Darkness now was around me—and sound. I seemed to stand in the very throat of some yelling planet. An infinite sadness descended upon me; I was near to the abandonment of tears. "Here," I said, "is Kohreb, and the limits of weeping; not elsewhere is the valley of sighing." The tumult resembled the continuous volleying of many thousands of cannon, mingled with strange crashing and bursting uproars. I passed forward through a succession of halls, and was wondering as to my further course, when a hideous figure, bearing a lamp, stalked rapidly towards me. I shrank aghast. It seemed the skeleton of a tall man, wrapped in a winding-sheet. The glitter of a tiny eye, however, and a sere film of skin over part of the face, quickly reassured me. Of ears, he showed no sign. He was, I afterwards learned, Aith; and the singularity of his appearance was partially explained by his pretence—whether true or false—that he had once suffered burning, almost to the cinder-stage, but had miraculously recovered. With an expression of malignity, and strange excited gestures, he led the way to a chamber on the upper stage, where having struck light to a vesta, he pointed to a spread table and left me.

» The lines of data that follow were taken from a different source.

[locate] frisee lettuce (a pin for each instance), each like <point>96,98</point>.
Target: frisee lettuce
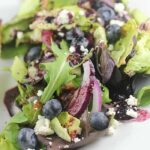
<point>57,72</point>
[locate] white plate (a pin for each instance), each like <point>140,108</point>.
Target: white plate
<point>128,136</point>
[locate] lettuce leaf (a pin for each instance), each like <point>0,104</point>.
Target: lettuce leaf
<point>58,72</point>
<point>140,62</point>
<point>18,70</point>
<point>8,137</point>
<point>125,45</point>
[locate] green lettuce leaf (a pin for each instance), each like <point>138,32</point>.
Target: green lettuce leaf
<point>8,137</point>
<point>140,62</point>
<point>10,50</point>
<point>18,70</point>
<point>126,43</point>
<point>58,72</point>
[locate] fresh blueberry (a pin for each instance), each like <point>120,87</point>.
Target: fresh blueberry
<point>49,19</point>
<point>107,13</point>
<point>27,139</point>
<point>33,54</point>
<point>113,33</point>
<point>52,108</point>
<point>99,121</point>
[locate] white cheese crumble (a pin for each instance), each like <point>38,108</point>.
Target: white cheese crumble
<point>39,93</point>
<point>19,35</point>
<point>132,101</point>
<point>119,7</point>
<point>83,49</point>
<point>43,127</point>
<point>76,140</point>
<point>111,112</point>
<point>117,22</point>
<point>72,49</point>
<point>63,17</point>
<point>110,131</point>
<point>132,113</point>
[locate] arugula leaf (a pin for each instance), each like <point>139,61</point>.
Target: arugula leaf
<point>58,72</point>
<point>140,62</point>
<point>105,95</point>
<point>18,69</point>
<point>125,45</point>
<point>19,118</point>
<point>10,51</point>
<point>31,113</point>
<point>8,137</point>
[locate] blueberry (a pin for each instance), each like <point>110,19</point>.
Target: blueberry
<point>99,121</point>
<point>107,13</point>
<point>27,139</point>
<point>52,108</point>
<point>49,19</point>
<point>33,54</point>
<point>139,81</point>
<point>113,33</point>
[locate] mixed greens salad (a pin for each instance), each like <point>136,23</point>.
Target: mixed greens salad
<point>85,67</point>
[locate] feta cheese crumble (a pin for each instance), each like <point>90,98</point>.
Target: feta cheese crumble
<point>39,93</point>
<point>119,7</point>
<point>117,22</point>
<point>72,49</point>
<point>43,127</point>
<point>132,101</point>
<point>132,113</point>
<point>111,112</point>
<point>63,17</point>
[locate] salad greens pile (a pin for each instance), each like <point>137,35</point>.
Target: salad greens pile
<point>85,66</point>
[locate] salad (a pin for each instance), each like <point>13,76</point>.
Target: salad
<point>85,68</point>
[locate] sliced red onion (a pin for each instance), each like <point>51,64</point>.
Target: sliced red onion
<point>47,37</point>
<point>81,98</point>
<point>97,97</point>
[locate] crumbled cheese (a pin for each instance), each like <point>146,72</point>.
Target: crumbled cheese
<point>76,140</point>
<point>81,12</point>
<point>110,47</point>
<point>119,7</point>
<point>61,34</point>
<point>43,127</point>
<point>83,49</point>
<point>72,49</point>
<point>117,22</point>
<point>132,113</point>
<point>50,143</point>
<point>132,101</point>
<point>110,131</point>
<point>19,35</point>
<point>39,93</point>
<point>66,146</point>
<point>63,17</point>
<point>111,112</point>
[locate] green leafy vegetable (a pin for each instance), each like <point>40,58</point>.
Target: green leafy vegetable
<point>19,118</point>
<point>58,72</point>
<point>125,45</point>
<point>18,69</point>
<point>143,96</point>
<point>105,95</point>
<point>8,137</point>
<point>31,113</point>
<point>140,62</point>
<point>62,3</point>
<point>10,50</point>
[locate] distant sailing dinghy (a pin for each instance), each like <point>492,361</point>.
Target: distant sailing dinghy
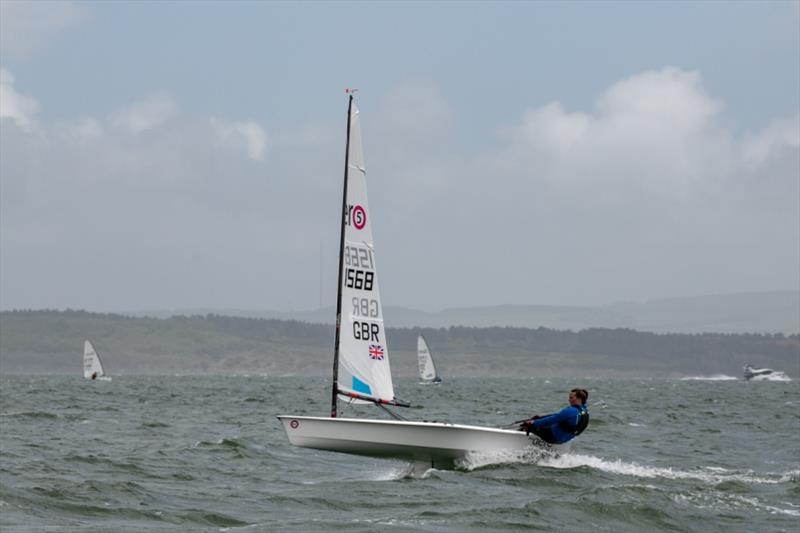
<point>427,370</point>
<point>92,367</point>
<point>361,372</point>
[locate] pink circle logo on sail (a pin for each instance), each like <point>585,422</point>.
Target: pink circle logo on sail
<point>359,217</point>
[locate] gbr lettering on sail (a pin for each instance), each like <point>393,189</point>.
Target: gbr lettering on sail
<point>359,277</point>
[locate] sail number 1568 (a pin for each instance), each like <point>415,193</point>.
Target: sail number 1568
<point>359,279</point>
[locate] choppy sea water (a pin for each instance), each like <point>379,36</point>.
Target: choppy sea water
<point>199,453</point>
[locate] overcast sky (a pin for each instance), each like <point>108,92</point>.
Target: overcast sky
<point>178,155</point>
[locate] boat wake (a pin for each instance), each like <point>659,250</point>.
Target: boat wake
<point>531,455</point>
<point>778,376</point>
<point>709,475</point>
<point>715,377</point>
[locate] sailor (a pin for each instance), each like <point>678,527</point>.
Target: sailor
<point>564,425</point>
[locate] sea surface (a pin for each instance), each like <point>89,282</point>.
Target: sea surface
<point>178,453</point>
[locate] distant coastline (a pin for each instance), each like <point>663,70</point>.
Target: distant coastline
<point>50,342</point>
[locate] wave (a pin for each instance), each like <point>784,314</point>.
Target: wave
<point>731,502</point>
<point>710,475</point>
<point>714,377</point>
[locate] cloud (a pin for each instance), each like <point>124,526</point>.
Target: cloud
<point>146,114</point>
<point>15,106</point>
<point>652,191</point>
<point>246,134</point>
<point>26,26</point>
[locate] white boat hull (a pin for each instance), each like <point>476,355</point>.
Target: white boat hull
<point>438,444</point>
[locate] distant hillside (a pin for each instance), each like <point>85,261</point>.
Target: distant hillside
<point>51,342</point>
<point>762,312</point>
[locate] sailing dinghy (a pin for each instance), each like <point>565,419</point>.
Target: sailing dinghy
<point>361,371</point>
<point>92,367</point>
<point>427,370</point>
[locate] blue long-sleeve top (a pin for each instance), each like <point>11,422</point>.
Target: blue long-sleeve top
<point>570,415</point>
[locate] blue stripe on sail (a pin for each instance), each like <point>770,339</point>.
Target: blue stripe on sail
<point>360,386</point>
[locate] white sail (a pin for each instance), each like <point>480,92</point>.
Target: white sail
<point>363,354</point>
<point>92,367</point>
<point>361,370</point>
<point>427,370</point>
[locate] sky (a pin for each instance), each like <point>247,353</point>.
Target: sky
<point>158,155</point>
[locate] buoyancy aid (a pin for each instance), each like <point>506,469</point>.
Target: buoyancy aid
<point>580,425</point>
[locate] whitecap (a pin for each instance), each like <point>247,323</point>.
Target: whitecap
<point>708,475</point>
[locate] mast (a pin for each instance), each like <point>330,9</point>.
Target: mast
<point>335,388</point>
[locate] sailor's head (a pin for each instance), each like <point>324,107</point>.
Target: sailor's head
<point>578,396</point>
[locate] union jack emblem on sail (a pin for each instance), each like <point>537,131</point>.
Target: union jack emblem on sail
<point>376,352</point>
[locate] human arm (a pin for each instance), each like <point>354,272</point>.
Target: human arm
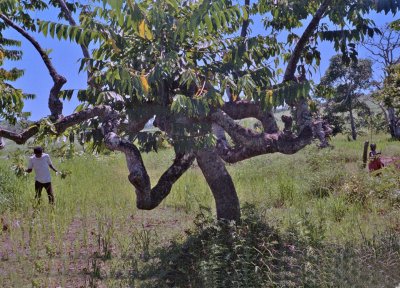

For a long time I sat in solitude. The earthquake of the mansion was intense; but all sense seemed swallowed up and confounded in the one impression of sound. Water, water, was the world—nightmare on my chest, a horror in my ears, an intolerable tingling on my nerves. The feeling of being infinitely drowned and ruined in the all-obliterating deluge—the impulse to gasp for breath—overwhelmed me. I rose and paced; but suddenly stopped, angry, I scarce knew why, with myself. I had, in fact, found myself walking with a certain hurry, not usual with me, not natural to me. The feeling of giddiness, too, had abnormally increased. I forced myself to stand and take note of the hall. It was of great size, and damp with mists, so that the tattered, but rich, mediæval furniture seemed lost in its extent: its center was occupied by a broad low marble tomb bearing the name of a Harfager of the fifteenth century; its walls were old brown panels of oak.

Having drearily observed these things, I waited on with an intolerable consciousness of loneliness; but a little after midnight the tapestry parted, and Harfager with hurried stride, approached me.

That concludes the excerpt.